Here at Phantom Sway, we’ve featured a variety of painting, photography and sculpture, but this week we feature a unique form of visual art that was once nearly considered a lost craft: the art of blacksmithing.
We were excited to recently discover the art of David Matesi on Instagram. David creates beautiful hand forged metal work. We asked him to tell us about how he came to learn and love this type of old-world craftsmanship.
David is a 48 year-old father living, watching, learning, and loving life. He raised all three of his children (ages 26, 18, and 16) while mostly working as a carpenter. “My kids are beautiful beings in their own unique and amazing ways,” brags David. David says he first developed an interest in metal material in his teens while walking and roaming industrial “No Man’s Lands” in and around Minneapolis, Minnesota where he came of age. This was during the hay day of the 80’s punk scene, a movement that deeply inspired him. David was always fascinated with the stark and lonely abandoned post-industrial wastelands that littered the shores of the Mississippi River near the twin cities. While exploring these areas he discovered interesting pieces of scrap metal that captured his imagination. “Damaged, distorted, rusted, and bent to hell and back, the scrap to me seemed as worthy as sculpture as far as I was concerned,” he recalls.

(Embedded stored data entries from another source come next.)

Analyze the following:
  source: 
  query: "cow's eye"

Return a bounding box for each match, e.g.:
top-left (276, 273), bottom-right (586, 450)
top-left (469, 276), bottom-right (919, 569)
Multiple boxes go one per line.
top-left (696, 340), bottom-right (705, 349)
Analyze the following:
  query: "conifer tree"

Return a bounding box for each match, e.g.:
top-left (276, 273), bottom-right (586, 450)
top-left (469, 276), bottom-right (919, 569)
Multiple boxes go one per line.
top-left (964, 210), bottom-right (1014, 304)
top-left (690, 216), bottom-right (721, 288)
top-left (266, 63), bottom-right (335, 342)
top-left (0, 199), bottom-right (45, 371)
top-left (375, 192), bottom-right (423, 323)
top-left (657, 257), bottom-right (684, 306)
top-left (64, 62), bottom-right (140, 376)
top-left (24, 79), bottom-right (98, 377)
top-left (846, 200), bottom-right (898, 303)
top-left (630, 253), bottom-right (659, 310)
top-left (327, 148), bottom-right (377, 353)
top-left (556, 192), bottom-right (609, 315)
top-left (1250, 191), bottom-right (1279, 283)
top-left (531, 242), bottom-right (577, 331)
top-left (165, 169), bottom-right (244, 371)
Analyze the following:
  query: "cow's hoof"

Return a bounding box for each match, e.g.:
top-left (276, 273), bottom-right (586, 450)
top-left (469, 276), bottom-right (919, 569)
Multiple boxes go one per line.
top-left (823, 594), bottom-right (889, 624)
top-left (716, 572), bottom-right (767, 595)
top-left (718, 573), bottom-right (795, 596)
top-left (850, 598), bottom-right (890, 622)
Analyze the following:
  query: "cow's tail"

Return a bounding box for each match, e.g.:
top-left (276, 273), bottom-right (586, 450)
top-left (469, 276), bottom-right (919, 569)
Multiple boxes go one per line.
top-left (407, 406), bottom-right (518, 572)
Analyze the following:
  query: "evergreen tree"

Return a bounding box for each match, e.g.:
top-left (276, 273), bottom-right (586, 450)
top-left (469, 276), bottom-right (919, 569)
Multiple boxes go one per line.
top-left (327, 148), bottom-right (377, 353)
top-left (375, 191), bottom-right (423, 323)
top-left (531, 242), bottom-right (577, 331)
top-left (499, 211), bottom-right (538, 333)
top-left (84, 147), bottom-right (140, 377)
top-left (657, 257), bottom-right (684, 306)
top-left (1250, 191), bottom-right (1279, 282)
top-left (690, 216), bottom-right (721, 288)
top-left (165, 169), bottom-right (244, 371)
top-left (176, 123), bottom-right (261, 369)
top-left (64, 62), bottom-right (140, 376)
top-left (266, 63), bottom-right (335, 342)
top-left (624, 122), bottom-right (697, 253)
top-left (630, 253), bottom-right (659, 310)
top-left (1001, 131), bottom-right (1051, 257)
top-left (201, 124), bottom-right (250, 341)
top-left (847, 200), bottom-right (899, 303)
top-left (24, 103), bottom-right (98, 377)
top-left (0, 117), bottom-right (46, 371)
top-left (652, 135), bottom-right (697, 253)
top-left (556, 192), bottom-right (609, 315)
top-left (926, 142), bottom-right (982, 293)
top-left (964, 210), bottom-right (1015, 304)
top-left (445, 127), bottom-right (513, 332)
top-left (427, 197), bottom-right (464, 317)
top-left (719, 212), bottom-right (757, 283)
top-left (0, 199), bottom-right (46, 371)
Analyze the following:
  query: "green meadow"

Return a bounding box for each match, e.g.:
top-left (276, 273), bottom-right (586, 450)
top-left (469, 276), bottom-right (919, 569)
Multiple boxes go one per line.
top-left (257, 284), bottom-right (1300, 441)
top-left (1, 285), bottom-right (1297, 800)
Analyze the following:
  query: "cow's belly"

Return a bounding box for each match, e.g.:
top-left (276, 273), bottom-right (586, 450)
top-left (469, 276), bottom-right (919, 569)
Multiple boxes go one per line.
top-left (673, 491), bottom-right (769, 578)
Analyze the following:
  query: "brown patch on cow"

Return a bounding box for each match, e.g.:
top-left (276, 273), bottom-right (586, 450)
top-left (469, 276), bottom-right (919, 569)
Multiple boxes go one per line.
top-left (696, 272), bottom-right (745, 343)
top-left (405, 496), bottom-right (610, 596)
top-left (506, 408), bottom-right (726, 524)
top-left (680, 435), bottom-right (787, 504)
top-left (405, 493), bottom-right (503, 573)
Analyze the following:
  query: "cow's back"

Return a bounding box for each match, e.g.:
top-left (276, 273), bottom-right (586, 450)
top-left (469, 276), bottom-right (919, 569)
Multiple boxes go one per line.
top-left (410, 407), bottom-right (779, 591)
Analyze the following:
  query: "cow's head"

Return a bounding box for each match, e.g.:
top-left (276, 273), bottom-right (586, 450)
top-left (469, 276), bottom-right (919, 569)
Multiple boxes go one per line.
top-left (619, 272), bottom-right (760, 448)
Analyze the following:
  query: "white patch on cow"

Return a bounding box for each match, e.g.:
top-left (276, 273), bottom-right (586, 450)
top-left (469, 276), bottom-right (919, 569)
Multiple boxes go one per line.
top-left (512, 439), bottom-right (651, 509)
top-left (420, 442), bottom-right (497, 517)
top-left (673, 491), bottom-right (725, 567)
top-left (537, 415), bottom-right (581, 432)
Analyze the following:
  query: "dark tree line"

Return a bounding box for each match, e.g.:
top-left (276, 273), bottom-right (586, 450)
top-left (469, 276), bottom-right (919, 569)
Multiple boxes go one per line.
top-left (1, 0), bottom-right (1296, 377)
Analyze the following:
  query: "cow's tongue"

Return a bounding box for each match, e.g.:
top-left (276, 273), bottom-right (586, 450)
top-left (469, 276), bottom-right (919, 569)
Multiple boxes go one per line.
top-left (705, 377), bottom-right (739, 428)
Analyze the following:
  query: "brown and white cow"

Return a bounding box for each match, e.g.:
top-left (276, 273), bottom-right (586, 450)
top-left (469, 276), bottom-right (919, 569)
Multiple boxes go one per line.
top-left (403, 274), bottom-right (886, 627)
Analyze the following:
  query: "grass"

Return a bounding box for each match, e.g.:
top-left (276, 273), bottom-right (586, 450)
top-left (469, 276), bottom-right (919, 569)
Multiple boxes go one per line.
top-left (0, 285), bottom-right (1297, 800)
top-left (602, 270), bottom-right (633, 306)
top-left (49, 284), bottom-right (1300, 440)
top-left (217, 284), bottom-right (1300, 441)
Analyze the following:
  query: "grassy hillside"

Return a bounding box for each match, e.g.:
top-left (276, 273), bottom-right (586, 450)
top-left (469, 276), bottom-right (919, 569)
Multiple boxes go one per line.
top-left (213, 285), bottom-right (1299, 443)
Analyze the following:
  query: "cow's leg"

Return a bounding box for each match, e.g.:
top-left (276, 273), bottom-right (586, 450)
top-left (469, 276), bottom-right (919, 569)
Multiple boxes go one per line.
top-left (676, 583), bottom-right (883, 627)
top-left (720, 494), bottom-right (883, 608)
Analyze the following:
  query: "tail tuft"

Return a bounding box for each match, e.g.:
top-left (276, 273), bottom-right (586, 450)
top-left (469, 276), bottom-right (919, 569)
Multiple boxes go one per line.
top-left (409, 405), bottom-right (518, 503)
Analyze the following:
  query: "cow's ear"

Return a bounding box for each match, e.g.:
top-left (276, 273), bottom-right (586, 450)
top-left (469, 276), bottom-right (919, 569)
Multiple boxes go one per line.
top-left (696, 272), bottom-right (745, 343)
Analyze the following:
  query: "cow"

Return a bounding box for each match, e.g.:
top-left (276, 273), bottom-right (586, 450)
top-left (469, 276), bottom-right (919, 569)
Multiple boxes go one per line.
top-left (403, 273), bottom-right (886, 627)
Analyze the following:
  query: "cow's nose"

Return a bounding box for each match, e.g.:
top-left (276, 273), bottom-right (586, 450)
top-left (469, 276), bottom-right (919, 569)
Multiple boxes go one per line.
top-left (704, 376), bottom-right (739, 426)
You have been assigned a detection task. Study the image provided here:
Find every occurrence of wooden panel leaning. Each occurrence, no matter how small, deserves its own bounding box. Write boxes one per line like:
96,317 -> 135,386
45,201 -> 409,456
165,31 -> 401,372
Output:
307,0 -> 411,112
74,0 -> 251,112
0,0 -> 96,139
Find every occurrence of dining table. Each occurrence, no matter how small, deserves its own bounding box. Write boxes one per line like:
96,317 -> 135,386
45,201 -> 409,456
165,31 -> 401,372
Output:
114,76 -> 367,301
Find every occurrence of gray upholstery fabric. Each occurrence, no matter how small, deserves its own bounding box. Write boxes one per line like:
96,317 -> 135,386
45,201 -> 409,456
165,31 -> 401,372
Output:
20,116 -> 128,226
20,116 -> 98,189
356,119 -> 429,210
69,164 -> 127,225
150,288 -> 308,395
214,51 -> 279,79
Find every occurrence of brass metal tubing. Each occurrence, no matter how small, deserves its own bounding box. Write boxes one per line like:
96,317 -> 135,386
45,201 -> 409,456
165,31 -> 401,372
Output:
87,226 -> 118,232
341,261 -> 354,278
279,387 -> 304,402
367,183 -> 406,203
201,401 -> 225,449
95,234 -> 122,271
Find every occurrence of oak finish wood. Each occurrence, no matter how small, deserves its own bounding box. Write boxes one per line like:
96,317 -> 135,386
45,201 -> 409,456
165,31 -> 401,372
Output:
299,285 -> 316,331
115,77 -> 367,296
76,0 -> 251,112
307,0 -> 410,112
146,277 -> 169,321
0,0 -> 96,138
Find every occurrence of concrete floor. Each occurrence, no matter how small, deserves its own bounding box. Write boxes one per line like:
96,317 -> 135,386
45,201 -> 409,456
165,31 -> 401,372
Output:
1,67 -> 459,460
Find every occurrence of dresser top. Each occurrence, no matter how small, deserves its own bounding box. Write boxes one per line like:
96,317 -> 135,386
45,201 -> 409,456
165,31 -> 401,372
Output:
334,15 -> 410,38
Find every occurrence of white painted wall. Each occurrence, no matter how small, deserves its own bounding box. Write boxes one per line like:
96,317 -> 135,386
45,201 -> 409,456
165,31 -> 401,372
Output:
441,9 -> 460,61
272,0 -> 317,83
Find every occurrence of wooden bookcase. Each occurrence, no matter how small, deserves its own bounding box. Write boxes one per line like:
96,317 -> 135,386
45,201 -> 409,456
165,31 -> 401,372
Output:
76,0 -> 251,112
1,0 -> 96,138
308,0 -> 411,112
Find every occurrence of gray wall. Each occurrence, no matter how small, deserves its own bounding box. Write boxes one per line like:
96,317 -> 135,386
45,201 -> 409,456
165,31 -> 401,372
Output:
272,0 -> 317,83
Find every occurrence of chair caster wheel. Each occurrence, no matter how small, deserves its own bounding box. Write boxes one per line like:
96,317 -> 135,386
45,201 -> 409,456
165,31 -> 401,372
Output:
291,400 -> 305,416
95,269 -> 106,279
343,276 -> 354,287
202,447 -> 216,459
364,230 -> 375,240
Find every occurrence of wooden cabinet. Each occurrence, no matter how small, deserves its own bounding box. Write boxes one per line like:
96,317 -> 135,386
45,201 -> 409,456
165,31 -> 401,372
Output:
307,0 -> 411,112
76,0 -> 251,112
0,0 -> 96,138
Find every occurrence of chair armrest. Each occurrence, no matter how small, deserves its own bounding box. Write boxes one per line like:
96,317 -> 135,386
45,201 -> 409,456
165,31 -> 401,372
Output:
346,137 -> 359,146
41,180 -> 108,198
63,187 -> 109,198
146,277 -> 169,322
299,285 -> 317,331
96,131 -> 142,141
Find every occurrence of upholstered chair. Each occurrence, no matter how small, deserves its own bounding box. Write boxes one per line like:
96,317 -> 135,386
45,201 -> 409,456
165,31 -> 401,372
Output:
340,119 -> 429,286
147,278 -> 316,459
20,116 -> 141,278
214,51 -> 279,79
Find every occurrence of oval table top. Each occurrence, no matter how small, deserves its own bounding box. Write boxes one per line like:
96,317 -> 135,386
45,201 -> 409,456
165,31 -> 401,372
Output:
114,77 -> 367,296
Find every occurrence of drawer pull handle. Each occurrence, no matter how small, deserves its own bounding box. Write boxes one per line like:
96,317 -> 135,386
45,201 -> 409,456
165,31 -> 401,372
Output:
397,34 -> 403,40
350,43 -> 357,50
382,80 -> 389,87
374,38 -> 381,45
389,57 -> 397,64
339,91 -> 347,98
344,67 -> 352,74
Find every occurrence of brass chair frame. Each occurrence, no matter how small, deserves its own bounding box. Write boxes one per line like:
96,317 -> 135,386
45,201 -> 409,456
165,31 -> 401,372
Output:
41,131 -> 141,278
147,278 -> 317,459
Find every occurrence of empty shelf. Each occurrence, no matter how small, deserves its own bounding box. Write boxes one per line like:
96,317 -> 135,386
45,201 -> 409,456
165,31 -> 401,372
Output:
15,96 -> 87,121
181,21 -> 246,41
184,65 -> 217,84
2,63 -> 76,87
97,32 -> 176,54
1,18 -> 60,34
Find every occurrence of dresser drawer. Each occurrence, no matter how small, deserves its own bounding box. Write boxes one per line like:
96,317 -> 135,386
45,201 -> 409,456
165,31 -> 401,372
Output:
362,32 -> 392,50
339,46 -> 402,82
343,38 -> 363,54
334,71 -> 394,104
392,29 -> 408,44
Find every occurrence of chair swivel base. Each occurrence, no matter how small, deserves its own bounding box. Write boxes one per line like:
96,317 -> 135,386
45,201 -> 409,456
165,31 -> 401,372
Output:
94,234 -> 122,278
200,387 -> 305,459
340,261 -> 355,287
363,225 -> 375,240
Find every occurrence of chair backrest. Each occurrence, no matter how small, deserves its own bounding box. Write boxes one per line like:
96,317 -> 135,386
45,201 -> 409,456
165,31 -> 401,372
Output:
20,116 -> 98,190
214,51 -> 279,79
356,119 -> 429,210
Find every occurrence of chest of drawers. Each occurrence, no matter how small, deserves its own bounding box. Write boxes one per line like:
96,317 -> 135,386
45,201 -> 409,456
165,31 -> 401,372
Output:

He found himself dragging his findings back to his home, never quite sure what he might do with it. He says he found the materials too beautiful to just leave there for oblivion to engulf forever. While not knowing what use he would eventually conceive of for the “found art”, he simply admired its beauty.
When David discovered the world of welding and blacksmithing several years ago, he was excited to have the skill to begin working with the wonderful medium of found and new metal. He took some formal classes in welding so that he could get the hang of structural fabrication. But as a blacksmith, he is mostly self-taught. He explains, “Here and there I have spent some time with other smiths, but mostly I have simply explored the craft on my own. I am still such a novice and have much to learn, but I have so much fun and am always fascinated by the medium of hot metal.”
David says he has retained his fascination with found metal to this day, and it’s often the source of inspiration for new art works. The first two sculptures he created after acquiring a welding machine were both from found metal. One was a lunar goddess made from an old cast iron sewing machine he found in the forested mountains of northern Vermont. The other was a primal lunar piece constructed from old plowing or harrowing “tines” from the early 20th century farms around Vermont.
One group of unusual objects that fascinates the artist is old iron farm wheels he’s found in his local area. “To say they are common here in the North East may be an overstatement,” David says, “but they are something one can find if one knows where to look. I had a lot of fun creating at least two end tables from old wheels, and have quite a pile in my barn to explore new designs.”
When he began to explore blacksmithing, David found interest in creating works that were both beautiful and functional. He had seen an image of a handle on a mason jar and became obsessed with trying to figure out how to forge a removable steel handle for a Ball jar. It took him several days to dial in the nuances of the metal and glass combination, but he eventually untangled the mystery. These handles have by far been the most successful product he’s marketed. He is currently in the process of designing elements with which to embellish the handles.
David currently finds himself at the beginning of a new chapter of his life roaming the deserts of northern New Mexico. He is looking forward to finding inspiration in this mysterious and expansive region of the Southwest. We at Phantom Sway look forward to seeing how his new environment influences his future works of art!